REIMAGINING VIRTUAL ENGAGEMENT RaySearch staff teams moved swiftly in spring 2020 to re-engineer core business functions around largely digital workflows and online interaction. Yet the COVID-19 reset also provided an opportunity for Blom and colleagues to reimagine the “collective conversation” with RaySearch’s global partner program. Creative thinking was key, for example, to successful delivery of the 2020 virtual meeting of the RaySearch Clinical Advisory Board, a network of nine leading cancer clinics that supports the development and positioning of RayCare as a next-generation OIS. “We used a professional film crew and basically converted two training rooms here in the Stockholm head office into our own temporary TV studio,” explains Blom. “Delegates were impressed with the production values and the quality of engagement – it was like they were dialing into a broadcast newsroom. Another benefit is scalability, with the virtual format enabling wider involvement of RaySearch colleagues and more staff from our partners’ clinical teams.”
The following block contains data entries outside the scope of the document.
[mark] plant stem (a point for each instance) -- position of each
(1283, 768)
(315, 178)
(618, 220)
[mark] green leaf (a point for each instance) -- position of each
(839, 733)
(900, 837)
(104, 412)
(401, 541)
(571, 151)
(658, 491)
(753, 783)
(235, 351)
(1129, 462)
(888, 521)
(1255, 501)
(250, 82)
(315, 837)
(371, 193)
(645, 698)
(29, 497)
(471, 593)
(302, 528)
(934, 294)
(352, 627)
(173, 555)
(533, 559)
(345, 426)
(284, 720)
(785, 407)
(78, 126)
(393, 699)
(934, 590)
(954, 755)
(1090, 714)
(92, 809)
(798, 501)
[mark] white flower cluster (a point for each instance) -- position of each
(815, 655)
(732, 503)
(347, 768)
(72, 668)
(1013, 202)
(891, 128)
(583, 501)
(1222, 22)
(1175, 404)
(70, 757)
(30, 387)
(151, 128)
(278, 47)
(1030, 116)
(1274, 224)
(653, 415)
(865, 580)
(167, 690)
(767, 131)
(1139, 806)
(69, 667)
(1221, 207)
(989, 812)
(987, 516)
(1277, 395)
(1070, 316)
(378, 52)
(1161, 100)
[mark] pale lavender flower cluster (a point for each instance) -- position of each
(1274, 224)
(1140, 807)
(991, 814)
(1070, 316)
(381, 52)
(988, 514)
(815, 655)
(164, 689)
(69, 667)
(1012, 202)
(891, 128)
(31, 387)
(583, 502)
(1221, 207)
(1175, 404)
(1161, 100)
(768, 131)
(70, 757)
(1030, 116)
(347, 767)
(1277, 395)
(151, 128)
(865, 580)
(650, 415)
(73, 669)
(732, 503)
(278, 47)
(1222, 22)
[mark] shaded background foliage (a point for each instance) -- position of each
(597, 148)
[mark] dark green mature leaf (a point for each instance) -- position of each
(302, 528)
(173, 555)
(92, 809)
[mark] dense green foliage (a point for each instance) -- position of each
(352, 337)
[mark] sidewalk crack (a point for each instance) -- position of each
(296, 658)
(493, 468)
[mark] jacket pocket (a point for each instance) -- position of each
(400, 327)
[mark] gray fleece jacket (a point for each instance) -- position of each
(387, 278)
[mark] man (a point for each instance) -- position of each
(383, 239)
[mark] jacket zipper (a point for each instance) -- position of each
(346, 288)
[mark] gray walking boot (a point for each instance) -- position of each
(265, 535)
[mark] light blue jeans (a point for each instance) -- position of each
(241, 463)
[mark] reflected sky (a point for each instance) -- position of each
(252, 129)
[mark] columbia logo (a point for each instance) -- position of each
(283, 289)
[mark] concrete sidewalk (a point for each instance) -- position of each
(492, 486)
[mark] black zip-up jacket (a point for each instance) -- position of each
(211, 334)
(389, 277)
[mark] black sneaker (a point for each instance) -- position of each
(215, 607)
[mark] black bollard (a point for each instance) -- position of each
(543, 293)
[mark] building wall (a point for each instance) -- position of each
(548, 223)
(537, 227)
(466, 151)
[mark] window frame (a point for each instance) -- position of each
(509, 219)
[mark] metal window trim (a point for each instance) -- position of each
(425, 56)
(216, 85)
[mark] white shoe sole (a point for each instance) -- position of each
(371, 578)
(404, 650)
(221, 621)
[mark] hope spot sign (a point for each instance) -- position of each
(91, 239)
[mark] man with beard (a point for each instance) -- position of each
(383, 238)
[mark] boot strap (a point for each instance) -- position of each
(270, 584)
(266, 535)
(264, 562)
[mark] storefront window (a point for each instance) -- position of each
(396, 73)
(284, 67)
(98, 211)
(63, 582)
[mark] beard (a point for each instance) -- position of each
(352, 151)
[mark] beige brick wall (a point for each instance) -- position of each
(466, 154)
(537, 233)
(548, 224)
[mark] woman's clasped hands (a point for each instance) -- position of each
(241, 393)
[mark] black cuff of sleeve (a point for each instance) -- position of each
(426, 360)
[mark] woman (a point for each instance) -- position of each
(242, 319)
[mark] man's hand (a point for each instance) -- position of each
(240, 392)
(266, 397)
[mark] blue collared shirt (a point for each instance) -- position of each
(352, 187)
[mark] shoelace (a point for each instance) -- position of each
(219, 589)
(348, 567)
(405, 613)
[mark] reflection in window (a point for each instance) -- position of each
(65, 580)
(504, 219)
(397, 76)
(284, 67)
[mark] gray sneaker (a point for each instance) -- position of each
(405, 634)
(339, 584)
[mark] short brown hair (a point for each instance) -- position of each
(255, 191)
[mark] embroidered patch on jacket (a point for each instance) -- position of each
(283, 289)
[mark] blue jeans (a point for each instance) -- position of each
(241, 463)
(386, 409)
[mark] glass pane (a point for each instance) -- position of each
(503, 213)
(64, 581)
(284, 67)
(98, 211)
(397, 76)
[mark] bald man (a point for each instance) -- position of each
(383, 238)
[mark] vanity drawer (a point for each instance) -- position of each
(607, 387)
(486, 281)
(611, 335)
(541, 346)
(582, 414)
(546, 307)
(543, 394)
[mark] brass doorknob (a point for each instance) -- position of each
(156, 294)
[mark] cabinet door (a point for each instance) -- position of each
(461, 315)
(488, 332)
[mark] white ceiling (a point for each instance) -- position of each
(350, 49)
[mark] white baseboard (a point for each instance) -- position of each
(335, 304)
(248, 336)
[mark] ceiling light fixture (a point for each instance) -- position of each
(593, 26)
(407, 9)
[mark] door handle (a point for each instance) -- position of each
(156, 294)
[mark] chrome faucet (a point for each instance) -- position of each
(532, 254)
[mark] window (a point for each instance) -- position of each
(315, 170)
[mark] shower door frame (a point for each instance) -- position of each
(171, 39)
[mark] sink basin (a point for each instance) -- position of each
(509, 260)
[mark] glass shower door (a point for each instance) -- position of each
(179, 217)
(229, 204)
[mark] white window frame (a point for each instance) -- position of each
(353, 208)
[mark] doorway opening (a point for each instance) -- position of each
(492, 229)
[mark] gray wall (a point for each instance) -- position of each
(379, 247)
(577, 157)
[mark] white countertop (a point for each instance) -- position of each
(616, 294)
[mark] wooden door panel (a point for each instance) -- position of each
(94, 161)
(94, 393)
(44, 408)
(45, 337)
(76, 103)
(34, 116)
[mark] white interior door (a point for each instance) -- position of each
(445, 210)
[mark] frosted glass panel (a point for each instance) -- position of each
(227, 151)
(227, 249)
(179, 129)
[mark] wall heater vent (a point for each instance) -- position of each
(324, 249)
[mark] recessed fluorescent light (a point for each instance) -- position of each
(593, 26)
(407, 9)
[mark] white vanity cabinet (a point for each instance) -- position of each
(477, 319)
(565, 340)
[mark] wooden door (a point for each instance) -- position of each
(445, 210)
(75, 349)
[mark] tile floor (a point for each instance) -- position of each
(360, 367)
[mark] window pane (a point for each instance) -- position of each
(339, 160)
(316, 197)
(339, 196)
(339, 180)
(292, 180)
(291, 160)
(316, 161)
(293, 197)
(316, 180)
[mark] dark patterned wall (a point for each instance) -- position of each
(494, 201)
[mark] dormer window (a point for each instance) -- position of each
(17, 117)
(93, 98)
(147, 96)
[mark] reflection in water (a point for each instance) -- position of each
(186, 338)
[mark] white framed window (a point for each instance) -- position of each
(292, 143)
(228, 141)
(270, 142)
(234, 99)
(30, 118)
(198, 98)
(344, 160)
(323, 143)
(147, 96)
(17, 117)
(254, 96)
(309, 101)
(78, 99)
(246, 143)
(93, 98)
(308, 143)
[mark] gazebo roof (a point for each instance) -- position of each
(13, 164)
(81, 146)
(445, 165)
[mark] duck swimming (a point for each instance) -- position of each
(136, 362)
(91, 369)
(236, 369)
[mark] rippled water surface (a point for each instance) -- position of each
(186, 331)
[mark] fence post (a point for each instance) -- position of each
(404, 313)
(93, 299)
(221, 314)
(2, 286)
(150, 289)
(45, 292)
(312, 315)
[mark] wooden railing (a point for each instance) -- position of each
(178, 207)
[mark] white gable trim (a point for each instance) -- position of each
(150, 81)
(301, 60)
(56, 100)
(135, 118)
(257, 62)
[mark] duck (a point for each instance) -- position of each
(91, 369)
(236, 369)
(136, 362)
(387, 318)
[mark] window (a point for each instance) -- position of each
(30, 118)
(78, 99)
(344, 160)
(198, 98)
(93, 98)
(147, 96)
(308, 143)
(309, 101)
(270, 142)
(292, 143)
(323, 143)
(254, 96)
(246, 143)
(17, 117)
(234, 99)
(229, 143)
VARIATIONS ON A THEME It’s evident as well that looser, more informal partnerships provide opportunities to add value with RaySearch’s clinical customer base. One such is the collaboration with Japanese radiotherapy OEM Toshiba Energy Systems & Solutions, which is currently installing its carbon-ion therapy system at Yonsei Cancer Center in Seoul, South Korea.
With initial patient treatments scheduled for 2022, RaySearch staff are now working with colleagues from Toshiba and Yonsei to integrate the carbon-ion treatment machine with RayStation and the RayCare®* oncology information system. It’s work that builds on a previous collaboration with Toshiba and Yamagata University Hospital in Japan, with the latter also implementing RayStation in combination with Toshiba's carbon-ion therapy system.
Another notable milestone in 2020 is RaySearch’s interoperability agreement with Varian, specifying an interface to seamlessly connect the workflows, scheduling and resource management of RayCare with the latter’s TrueBeam treatment machine. “Our vision is that we must collaborate to succeed,” concludes Blom. “Strength through partnership is very much the mindset here.”